Regarding the plants, the stem plants that I have been trying to grow in the left hand corner kept melting so I replaced it with vallis and amazon swords. I'm waiting for those to grow in. The hygrophila has shot up and created a jungle like effect, as did the tiger lotus. The morning after getting the new discus, when the lights were turned on automatically, the discus got spooked. They ended up uprooting most of my hemianthus carpet. Yes - the one that took months growing in the dry start method :dead: I have replaced the heminathus with micranthemum and I am waiting on that to grow in.

I will post a picture of the tank as soon as I get the chance.

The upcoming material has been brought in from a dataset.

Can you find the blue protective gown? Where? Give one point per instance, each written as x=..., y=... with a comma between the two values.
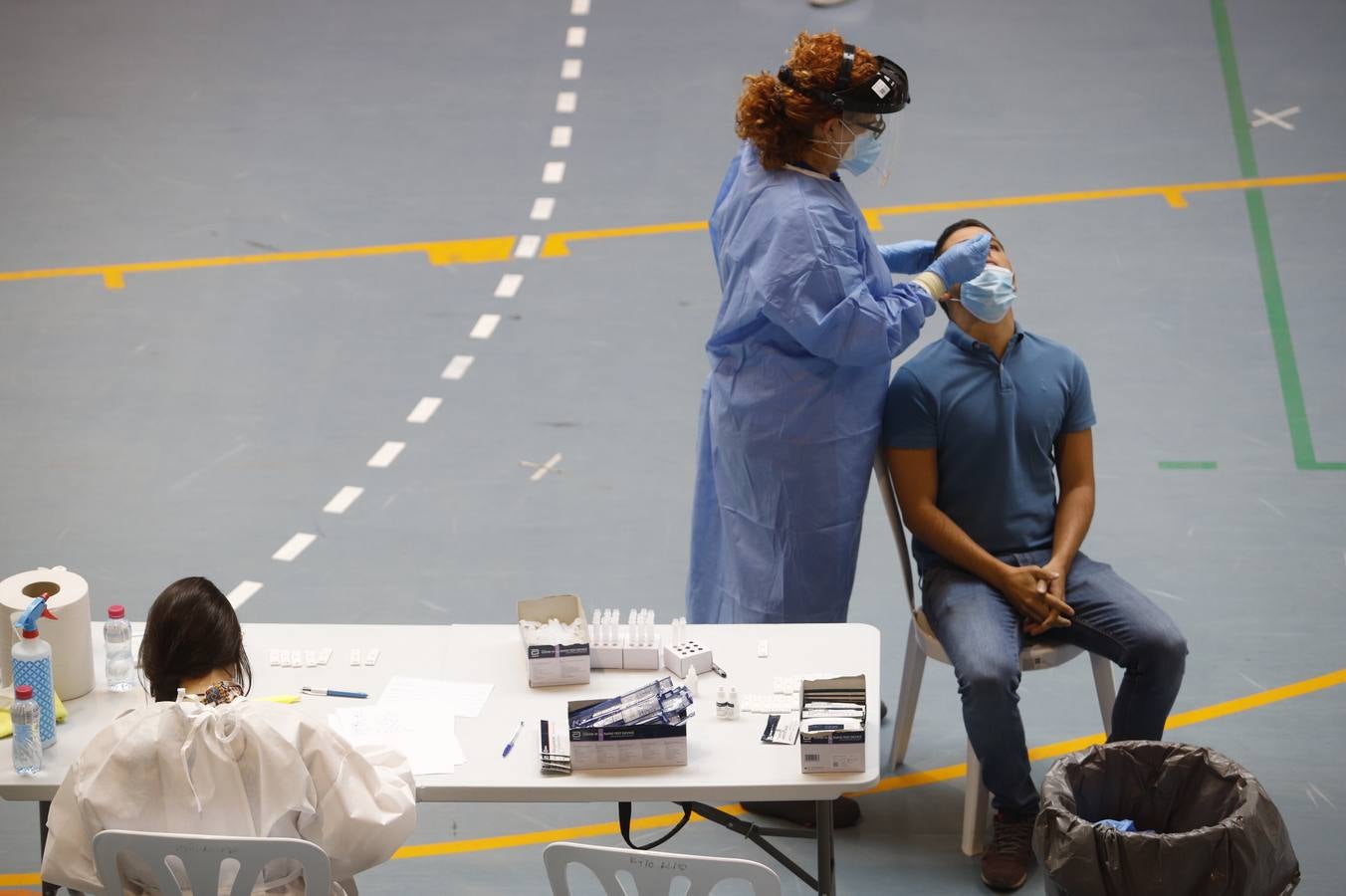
x=791, y=409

Hopefully, after my exams in the next couple of months, I will be more active on the forums :)

Regards, George
 
Heh George thanks for the update (& there's no doubt school comes first :D)

You might add some Eleocharis interplanted with the Micranthemum 'Monte Carlo' (I assume), while E acicularis "mini" is shorter, E parvula is sturdier stuff & generally grows in more quickly - either will help to "hold" ground cover in place (Amano used to do this with HC)
With Discus I'd choose M 'Monte Carlo' over HC anyway re leaf size, it's also much more tolerant of conditions.

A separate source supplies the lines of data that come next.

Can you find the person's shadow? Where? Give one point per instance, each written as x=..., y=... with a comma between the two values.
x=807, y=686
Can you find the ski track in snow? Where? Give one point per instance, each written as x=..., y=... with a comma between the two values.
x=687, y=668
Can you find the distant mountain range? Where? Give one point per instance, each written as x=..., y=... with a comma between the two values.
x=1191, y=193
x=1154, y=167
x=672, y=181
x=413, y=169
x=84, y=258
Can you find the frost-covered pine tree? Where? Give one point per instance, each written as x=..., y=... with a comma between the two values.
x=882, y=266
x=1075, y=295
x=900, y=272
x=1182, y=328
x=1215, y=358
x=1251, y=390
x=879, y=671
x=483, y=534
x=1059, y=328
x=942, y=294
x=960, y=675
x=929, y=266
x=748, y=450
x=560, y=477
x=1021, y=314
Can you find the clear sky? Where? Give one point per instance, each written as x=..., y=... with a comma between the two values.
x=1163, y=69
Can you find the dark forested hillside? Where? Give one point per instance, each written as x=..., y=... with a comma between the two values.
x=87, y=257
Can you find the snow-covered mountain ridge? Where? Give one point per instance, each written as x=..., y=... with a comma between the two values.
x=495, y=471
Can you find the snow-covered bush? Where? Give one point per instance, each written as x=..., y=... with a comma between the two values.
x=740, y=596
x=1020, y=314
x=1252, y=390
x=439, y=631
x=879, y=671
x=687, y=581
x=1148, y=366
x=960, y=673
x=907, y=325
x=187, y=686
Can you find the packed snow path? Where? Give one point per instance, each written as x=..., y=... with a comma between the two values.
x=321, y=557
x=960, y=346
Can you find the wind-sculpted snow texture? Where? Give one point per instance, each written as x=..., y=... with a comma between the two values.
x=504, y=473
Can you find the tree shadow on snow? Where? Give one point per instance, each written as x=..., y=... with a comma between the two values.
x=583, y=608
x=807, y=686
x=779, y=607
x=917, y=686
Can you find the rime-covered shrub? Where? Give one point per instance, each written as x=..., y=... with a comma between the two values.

The morning after getting the new discus, when the lights were turned on automatically, the discus got spooked. They ended up uprooting most of my hemianthus carpet.
At least they didn't crash into glass or wood :wideyed:
sorry for your HC loss though :sorry:

Sounds like a good group of fish in the tank :)
- did you remove the cardinals?
 
Hi Alto,
It's been a long time since I've posted anything. The last few months have been stressful ahaha.
I will try and post an update of the tank in the next few days.

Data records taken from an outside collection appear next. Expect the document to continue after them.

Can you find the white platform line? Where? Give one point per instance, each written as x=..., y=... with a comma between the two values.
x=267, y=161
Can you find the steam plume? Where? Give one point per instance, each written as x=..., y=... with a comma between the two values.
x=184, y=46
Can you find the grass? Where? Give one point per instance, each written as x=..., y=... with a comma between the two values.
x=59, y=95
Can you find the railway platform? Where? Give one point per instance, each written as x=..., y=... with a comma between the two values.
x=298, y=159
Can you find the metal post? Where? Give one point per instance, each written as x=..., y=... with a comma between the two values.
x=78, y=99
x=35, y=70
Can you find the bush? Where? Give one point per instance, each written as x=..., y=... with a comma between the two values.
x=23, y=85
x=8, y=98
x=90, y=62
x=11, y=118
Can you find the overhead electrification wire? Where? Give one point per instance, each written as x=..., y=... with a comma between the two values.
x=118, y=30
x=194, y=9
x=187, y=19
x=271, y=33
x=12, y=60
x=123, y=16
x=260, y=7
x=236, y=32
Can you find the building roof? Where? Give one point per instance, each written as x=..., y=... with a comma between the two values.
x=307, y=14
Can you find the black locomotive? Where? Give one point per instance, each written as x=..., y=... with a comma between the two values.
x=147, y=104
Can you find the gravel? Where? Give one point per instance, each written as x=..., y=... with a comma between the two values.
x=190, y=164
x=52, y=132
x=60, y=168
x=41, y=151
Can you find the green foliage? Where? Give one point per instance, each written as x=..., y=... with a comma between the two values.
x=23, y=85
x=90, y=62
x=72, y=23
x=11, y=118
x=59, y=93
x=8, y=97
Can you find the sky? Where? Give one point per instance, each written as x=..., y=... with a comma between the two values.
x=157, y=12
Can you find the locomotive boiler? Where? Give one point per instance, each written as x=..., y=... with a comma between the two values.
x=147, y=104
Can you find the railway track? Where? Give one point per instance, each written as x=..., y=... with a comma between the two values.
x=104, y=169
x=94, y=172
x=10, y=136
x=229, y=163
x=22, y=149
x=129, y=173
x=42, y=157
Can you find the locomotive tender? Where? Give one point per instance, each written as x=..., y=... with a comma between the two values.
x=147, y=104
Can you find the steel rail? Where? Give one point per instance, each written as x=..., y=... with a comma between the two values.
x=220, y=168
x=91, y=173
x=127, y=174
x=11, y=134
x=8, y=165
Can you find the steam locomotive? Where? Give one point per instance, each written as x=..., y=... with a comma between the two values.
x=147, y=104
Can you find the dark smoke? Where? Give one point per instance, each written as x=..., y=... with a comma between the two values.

Wow, can't believe it's been half a year with the discus in the tank. I'm sad to say that the foreground carpet has not grown back. I've attempted to regrow it several times now and it's not working. I guess it only worked the first time because I grew the carpet as an emersed set up; giving the plants time to grow strong foundations. Now, every time I plant the hemianthus, it gets picked up by the fish. Since the last update, one of my favourite strains passed away due to mysterious circumstances ( Red scribbelt). I also currently have 3 breeding pairs in the tank. However, there isn't too much conflict. One fo the pairs has managed to keep the fry alive for a few days while they grazed on the mucus, despite the hungry shoals of tetras. It was an amazing sight to see Most of the other fish are doing well, a couple of tetras have died but nothing dramatic has happened. Hopefully, one day the carpet grows back to the beauty that it was. The ottocinclus have all died off (does anyone know any potential reason for this?) and the red cherry shrimps are a rare sight so I am in need of some bottom grazers.

I did buy two whiptail catfish, which are doing miracles to stir up the substrate. I also bought an Orinoco Angel Pleco, which was an impulse buy aha. The Orinoco is so beautiful but I only ever see it after the lights go out. I am planning on getting some Malaysian trumpet snails and maybe another shoal of ottos.

Does anyone know about any corydoras that can survive in high temperatures? My tank is in the low ranges for discus (28C) but I'm under the impression that corries don't tolerate heat.
 
I have been growing some M. Monte Carlo with the Eleocharis like you suggested in a plant pot. I recently added that to the tank so we shall see whether it manages to stay in the ground. Only time will tell. I will be setting up my old 120L tank into a planted tank soon ( while I still have time during my Christmas break), so I will be creating a new post for that! I also have a 15L tank that i've set up for my brother's Betta fish which I will share with you all soon.